Notes of Ch 5 Water| Class 7th Geography

Study Material and Notes of Ch 5 Water Class 7th Geography

Topics in the Chapter

• Water Cycle
• Distribution of Water Bodies
• Ocean Circulation
→ Waves
→ Tides
→ Currents

Water Cycle

• Water is present in rivers, lakes, ocean etc.

• The sun’s heat causes evaporation of water vapour.

• When the water vapour cools down, it condenses and forms clouds.

• From there it may fall on the land or sea in the form of rain, snow or sleet.

• The process by which water continually changes its form and circulates between oceans, atmosphere and land is known as the water cycle.

Terrarium: It is an artificial enclosure for keeping small house plants.

• The major sources of fresh water are the rivers, ponds, springs and glaciers.
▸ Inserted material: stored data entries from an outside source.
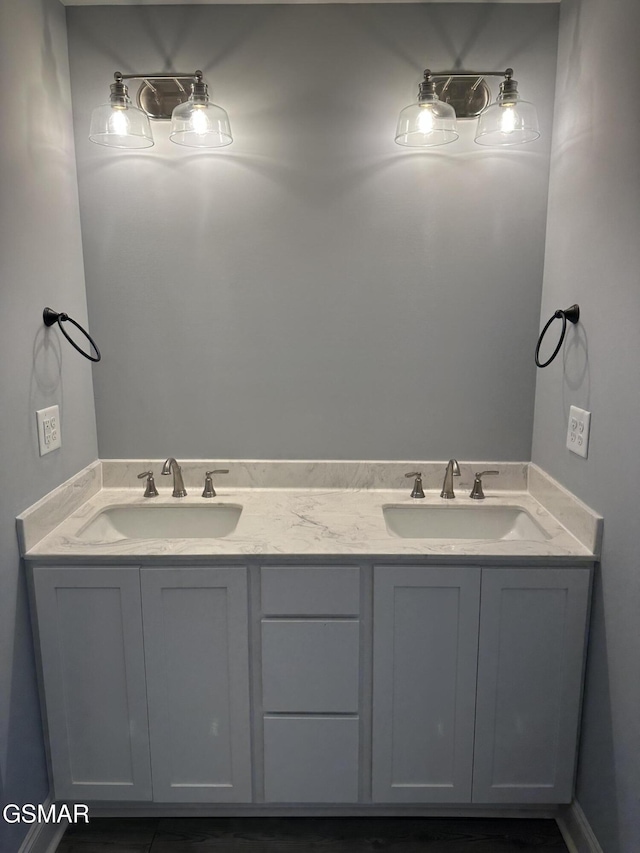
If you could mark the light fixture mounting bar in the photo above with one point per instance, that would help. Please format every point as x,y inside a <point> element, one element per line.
<point>161,75</point>
<point>468,98</point>
<point>507,73</point>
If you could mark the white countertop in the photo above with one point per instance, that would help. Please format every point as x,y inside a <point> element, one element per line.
<point>315,522</point>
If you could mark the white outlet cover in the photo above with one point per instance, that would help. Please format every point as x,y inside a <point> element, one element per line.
<point>49,434</point>
<point>578,431</point>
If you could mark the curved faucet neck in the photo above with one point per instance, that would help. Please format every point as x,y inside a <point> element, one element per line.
<point>453,469</point>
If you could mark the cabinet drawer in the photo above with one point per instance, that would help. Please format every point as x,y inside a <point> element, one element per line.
<point>311,759</point>
<point>311,591</point>
<point>310,665</point>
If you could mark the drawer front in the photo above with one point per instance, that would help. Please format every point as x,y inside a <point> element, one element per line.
<point>312,591</point>
<point>311,759</point>
<point>310,666</point>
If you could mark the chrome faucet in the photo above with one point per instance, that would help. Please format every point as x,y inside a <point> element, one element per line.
<point>477,492</point>
<point>150,487</point>
<point>453,470</point>
<point>171,466</point>
<point>209,491</point>
<point>417,491</point>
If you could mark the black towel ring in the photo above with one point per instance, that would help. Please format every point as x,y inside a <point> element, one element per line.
<point>571,314</point>
<point>50,317</point>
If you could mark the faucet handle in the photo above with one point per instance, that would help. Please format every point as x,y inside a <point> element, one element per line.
<point>209,491</point>
<point>150,490</point>
<point>417,491</point>
<point>476,492</point>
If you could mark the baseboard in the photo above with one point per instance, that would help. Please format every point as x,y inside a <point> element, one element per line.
<point>576,831</point>
<point>44,837</point>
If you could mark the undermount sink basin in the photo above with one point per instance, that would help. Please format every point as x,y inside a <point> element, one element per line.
<point>462,522</point>
<point>162,522</point>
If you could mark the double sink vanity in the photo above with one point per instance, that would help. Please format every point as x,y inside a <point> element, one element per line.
<point>312,638</point>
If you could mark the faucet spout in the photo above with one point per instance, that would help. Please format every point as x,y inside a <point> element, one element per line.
<point>453,470</point>
<point>171,467</point>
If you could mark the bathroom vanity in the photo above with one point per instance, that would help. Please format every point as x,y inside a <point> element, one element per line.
<point>310,659</point>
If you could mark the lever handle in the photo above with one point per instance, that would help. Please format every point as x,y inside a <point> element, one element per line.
<point>150,490</point>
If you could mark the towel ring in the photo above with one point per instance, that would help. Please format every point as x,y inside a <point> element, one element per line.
<point>572,314</point>
<point>50,317</point>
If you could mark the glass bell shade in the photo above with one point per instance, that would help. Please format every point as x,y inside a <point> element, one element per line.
<point>428,123</point>
<point>200,125</point>
<point>509,121</point>
<point>120,125</point>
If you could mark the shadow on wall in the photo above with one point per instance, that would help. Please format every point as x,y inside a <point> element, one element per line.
<point>597,673</point>
<point>180,22</point>
<point>48,134</point>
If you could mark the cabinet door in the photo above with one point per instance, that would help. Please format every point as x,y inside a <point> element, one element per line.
<point>90,627</point>
<point>425,642</point>
<point>197,655</point>
<point>530,662</point>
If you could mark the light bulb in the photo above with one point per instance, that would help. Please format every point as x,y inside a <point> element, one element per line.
<point>425,120</point>
<point>119,122</point>
<point>508,119</point>
<point>199,122</point>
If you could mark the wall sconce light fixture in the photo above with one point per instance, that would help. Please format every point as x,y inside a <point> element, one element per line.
<point>195,121</point>
<point>445,96</point>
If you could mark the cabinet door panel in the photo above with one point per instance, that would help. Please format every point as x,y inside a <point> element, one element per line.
<point>310,666</point>
<point>90,627</point>
<point>196,645</point>
<point>311,591</point>
<point>532,634</point>
<point>311,759</point>
<point>424,678</point>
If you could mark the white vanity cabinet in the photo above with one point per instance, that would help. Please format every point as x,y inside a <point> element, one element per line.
<point>310,632</point>
<point>488,716</point>
<point>425,649</point>
<point>89,630</point>
<point>196,643</point>
<point>345,685</point>
<point>533,626</point>
<point>126,705</point>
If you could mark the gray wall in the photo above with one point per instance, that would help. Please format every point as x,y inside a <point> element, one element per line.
<point>314,290</point>
<point>40,264</point>
<point>593,257</point>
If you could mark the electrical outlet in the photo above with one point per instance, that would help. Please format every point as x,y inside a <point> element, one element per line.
<point>49,436</point>
<point>578,431</point>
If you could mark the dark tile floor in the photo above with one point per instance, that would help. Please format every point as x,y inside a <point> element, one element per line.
<point>313,835</point>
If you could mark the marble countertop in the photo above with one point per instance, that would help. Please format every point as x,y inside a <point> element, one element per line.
<point>289,523</point>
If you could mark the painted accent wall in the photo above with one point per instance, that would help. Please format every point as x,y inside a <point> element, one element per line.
<point>40,264</point>
<point>593,258</point>
<point>314,290</point>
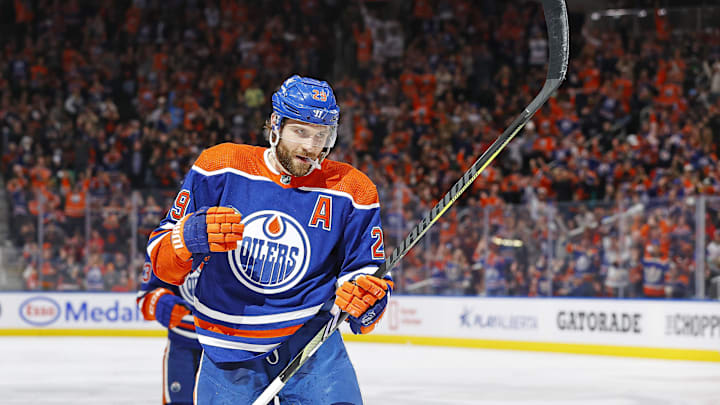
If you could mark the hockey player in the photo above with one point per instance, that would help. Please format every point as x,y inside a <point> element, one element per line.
<point>171,306</point>
<point>279,230</point>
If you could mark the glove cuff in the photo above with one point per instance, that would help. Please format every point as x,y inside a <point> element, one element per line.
<point>178,240</point>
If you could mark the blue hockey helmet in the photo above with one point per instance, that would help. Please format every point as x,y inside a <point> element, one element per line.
<point>307,100</point>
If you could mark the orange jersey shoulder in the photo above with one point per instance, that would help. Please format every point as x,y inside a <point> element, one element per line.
<point>344,178</point>
<point>245,158</point>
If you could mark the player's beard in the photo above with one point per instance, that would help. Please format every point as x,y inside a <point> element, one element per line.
<point>287,158</point>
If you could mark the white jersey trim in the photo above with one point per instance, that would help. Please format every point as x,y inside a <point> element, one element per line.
<point>255,319</point>
<point>226,344</point>
<point>312,189</point>
<point>185,333</point>
<point>370,270</point>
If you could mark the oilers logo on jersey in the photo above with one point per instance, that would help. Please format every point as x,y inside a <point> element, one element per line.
<point>274,254</point>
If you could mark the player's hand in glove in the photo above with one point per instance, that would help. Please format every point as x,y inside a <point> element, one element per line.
<point>214,229</point>
<point>364,299</point>
<point>165,307</point>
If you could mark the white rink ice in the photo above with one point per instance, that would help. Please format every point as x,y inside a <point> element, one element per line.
<point>103,371</point>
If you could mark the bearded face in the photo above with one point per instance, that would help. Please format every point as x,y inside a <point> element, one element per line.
<point>300,144</point>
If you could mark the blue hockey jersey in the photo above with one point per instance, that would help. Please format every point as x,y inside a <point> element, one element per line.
<point>303,237</point>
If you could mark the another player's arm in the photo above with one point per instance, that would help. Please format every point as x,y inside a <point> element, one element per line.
<point>157,300</point>
<point>359,293</point>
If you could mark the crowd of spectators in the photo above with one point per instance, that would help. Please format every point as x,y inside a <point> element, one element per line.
<point>105,105</point>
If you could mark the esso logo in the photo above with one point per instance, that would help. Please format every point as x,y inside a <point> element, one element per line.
<point>39,311</point>
<point>274,253</point>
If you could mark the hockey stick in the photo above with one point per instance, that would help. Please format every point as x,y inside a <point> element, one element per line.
<point>559,44</point>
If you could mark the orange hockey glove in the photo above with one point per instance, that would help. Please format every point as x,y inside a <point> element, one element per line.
<point>365,299</point>
<point>165,307</point>
<point>214,229</point>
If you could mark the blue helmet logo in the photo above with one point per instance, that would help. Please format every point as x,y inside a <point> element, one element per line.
<point>307,100</point>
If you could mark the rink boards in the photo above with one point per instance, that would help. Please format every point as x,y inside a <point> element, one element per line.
<point>688,330</point>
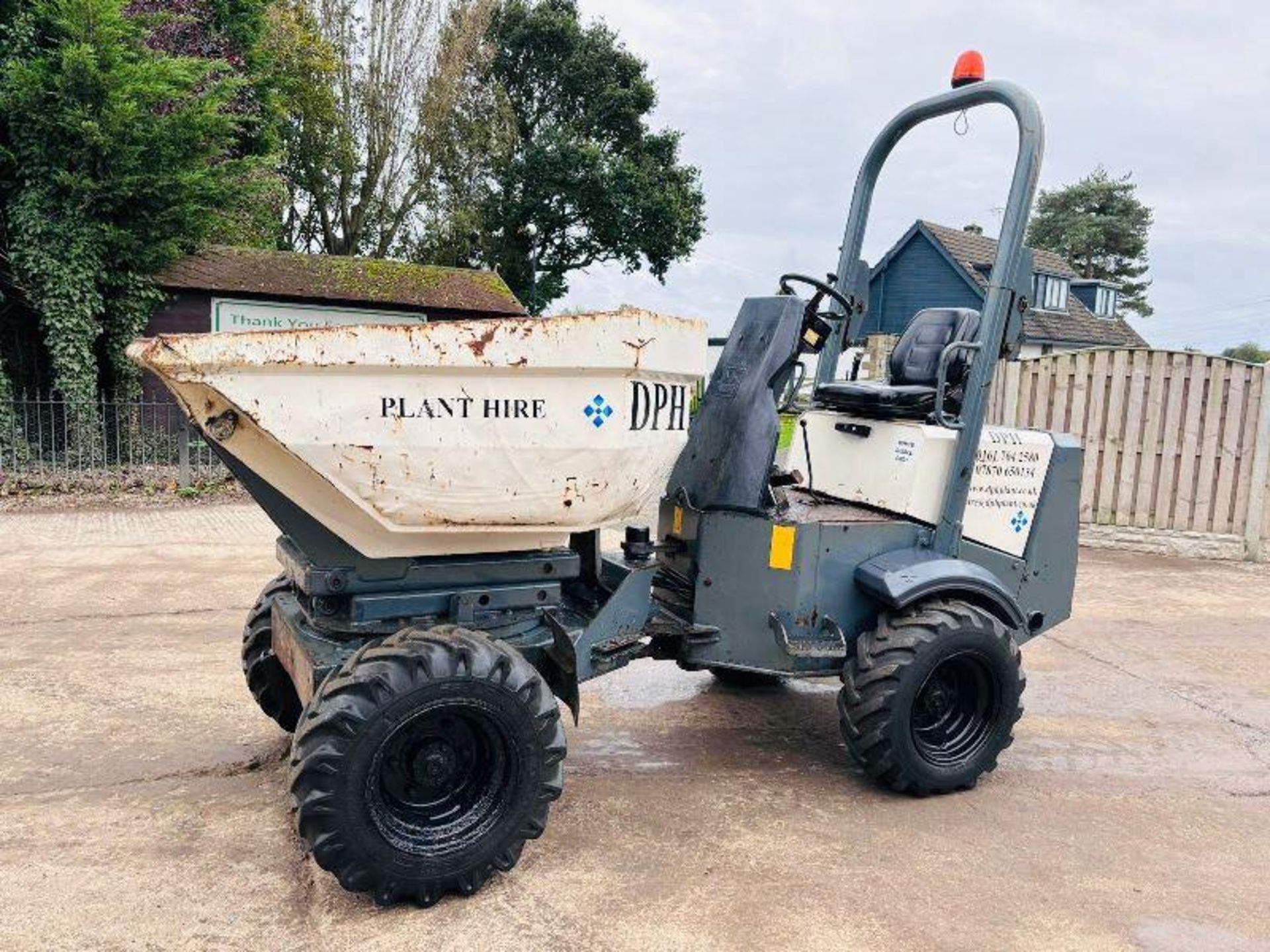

• The ocean bodies and the seas contain salty water as it contains large amount of dissolved salts.
→ Most of the salt is sodium chloride or the common table salt that we eat.

Distribution of Water Bodies

• Saline Water
→ Oceans: 97.3 %

• Fresh Water
→ Ice-caps: 02.0 %
→ Ground Water: 0.68 %
→ Fresh Water Lakes: 0.0009 %
→ Inland seas and salt lakes: 0.0009 %
→ Atmosphere: 0.0019 %
→ Rivers: 0.0001 %

Ocean Circulation

• Ocean water keeps moving continuously and never still.

• The movements that occur in oceans can be broadly categorised as:
→ Waves
→ Tides
→ Currents

Waves

• When the water on the surface of the ocean rises and falls alternately, they are called waves.

• An earthquake, a volcanic eruption or underwater landslides can shift large amounts of ocean water. As a result a huge tidal wave called tsunami.

→ The largest tsunami ever measured was 150m. high. These waves travel at a speed of more than 700 km. per hour.

→ The tsunami of 2004 caused wide spread damage in the coastal areas of India. The Indira point in the Andaman and Nicobar islands got submerged after the tsunami.

Tides

• The rhythmic rise and fall of ocean water twice in a day is called a tide.
→ When water covers much of the shore by rising to its highest level, it is high tide.
→ When water falls to its lowest level and recedes from the shore, it is low tide.

• Cause of tides: The strong gravitational pull exerted by the sun and the moon on the earth’s surface.
→ The water of the earth closer to the moon gets pulled under the influence of the moon’s gravitational force and causes high tide.

• Spring Tides: During the full moon and new moon days, the sun, the moon and the earth are in the same line and the tides are highest. These tides are called Spring Tides.

Spring Tide

• Neap Tides: When the moon is in its first and last quarter, the ocean waters get drawn in diagonally opposite directions by the gravitational pull of sun and earth resulting in low tides. These tides are called neap tides.

Neap Tide

• Importance of Tides:
→ High tides help in navigation. They raise the water level close to the shores which helps the ships to arrive at the harbour more easily.
→ The high tides also help in fishing as many more fish come closer to the shore during the high tide.
→ The rise and fall of water due to tides is being used to generate electricity in some places.

Ocean currents 

• The streams of water flowing constantly on the ocean surface in definite directions are called ocean currents.

• Ocean currents are of two types:
→ Warm Ocean Currents: These ocean currents originate near the equator and move towards the poles. Example: Gulf Stream.
→ Cold Ocean Currents: These ocean currents carry water from polar or higher latitudes to tropical or lower latitudes. Example: The Labrador Ocean current.

• Importance of Ocean Currents:
→ The ocean current influence the temperature conditions of the area. Warm currents bring about warm temperature over land surface.
→ The areas where the warm and cold currents meet provide the best fishing grounds of the world. Seas around Japan and the eastern coast of North America are such examples.

• The areas where a warm and cold current meet also experience foggy weather making it difficult for navigation.